In footnote 4 the Supreme Court indicated that this presumption of constitutionality might not apply to certain categories of noneconomic legislation. Legislation that restricts political processes, discriminates against minorities, or contravenes a specifically enumerated constitutional liberty, the Court said, may be subject to "more searching judicial scrutiny."
Legislation that limits the right to assemble peaceably, the freedom to associate, or the liberty to express dissenting viewpoints, the Court suggested, tends to obstruct ordinary political channels that average citizens traditionally rely on to participate in the democratic process. By the same token, the Court suggested that legislation discriminating against racial, religious, and ethnic minorities tends to marginalize groups that are already politically weak and vulnerable.
The Court also reasoned that legislation contravening a specifically enumerated constitutional right should be given less deference by the judiciary than legislation that purportedly contravenes an unenumerated right. This passage in the Court's opinion alluded to its decision in an earlier case, LOCHNER V. NEW YORK, 198 U.S. 45, 25 S. Ct. 539, 49 L. Ed. 937 (1905), which has been maligned throughout the twentieth century.
In Lochner the Supreme Court recognized an unenumerated freedom of contract that is loosely derived from the Fifth and Fourteenth Amendments to the U.S. Constitution. Based on this freedom, the Court struck down a New York law (N.Y. Laws 1897, chap. 415, art. 8, § 110) that regulated the number of hours employees could work each week in the baking industry. The Court said employers and employees enjoy an unwritten constitutional right to determine their wages, hours, and working conditions without government interference.
Over the next thirty-two years, state and federal courts relied on Lochner to invalidate scores of statutes that attempted to regulate employment relations, business affairs, and various property interests. At the same time, the Supreme Court was upholding legislation that restricted specifically enumerated constitutional liberties, such as the FREEDOM OF SPEECH. For example, in SCHENCK V. UNITED STATES, 249U.S. 47, 39 S. Ct. 247, 63 L. Ed. 470 (1919), the Supreme Court upheld the ESPIONAGE ACT OF 1917, 40 Stat. 217, which prohibited the circulation of printed material that encouraged resistance to the military draft during WORLD WAR I.
The reasoning of footnote 4 helped bring an end to the Lochner era and a reversal of the judicial standards of review for economic and noneconomic legislation. Before Carolene Products, legislation that in any way touched upon an economic interest was subject to judicial scrutiny. During the same period, state and federal courts gave leeway to legislation touching upon noneconomic freedoms, even the personal freedoms expressly contained in the BILL OF RIGHTS.
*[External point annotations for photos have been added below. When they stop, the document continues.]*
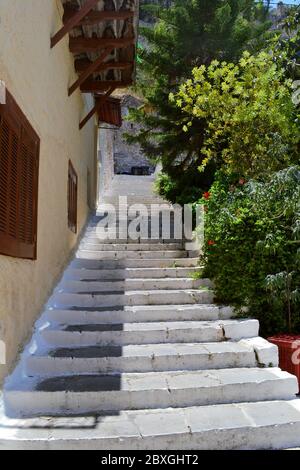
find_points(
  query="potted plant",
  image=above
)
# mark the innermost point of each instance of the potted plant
(288, 344)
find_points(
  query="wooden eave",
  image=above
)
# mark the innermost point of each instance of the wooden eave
(102, 38)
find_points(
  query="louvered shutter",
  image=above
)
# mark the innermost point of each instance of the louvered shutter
(72, 198)
(19, 155)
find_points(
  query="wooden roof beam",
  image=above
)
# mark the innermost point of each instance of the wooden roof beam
(94, 86)
(97, 106)
(82, 64)
(81, 44)
(73, 21)
(94, 17)
(90, 69)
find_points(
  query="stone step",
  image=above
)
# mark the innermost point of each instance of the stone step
(122, 298)
(143, 313)
(141, 358)
(136, 247)
(134, 263)
(126, 255)
(259, 425)
(94, 237)
(124, 334)
(73, 286)
(82, 394)
(129, 273)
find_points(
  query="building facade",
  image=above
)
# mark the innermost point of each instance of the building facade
(36, 78)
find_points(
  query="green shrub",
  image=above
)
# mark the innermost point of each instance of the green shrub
(252, 246)
(247, 113)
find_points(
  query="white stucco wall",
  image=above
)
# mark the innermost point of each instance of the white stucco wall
(38, 78)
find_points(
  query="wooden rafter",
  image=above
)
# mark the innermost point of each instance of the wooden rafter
(73, 21)
(94, 17)
(94, 86)
(81, 44)
(90, 69)
(82, 64)
(96, 107)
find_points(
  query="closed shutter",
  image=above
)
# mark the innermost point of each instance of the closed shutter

Since Carolene Products, state and federal legislatures have been given wide latitude to regulate the workplace, commercial interests, and other economic matters. Conversely, laws that have hindered access to political processes, discriminated against minorities, or impinged on fundamental freedoms contained in the Bill of Rights, as made applicable to the states through the FOURTEENTH AMENDMENT, have been deemed suspect, and subject to strict judicial scrutiny. Such laws are typically invalidated by the judiciary unless the government can demonstrate that they serve a compelling interest.
The legacy of footnote 4 can be observed in cases where the Supreme Court has expanded the class of minorities who are protected by heightened judicial scrutiny. In addition to the racial, ethnic, and religious minorities referenced in footnote 4, women, illegitimate children, and other "discrete and insular" minorities have received increased constitutional protection by the Supreme Court since 1938.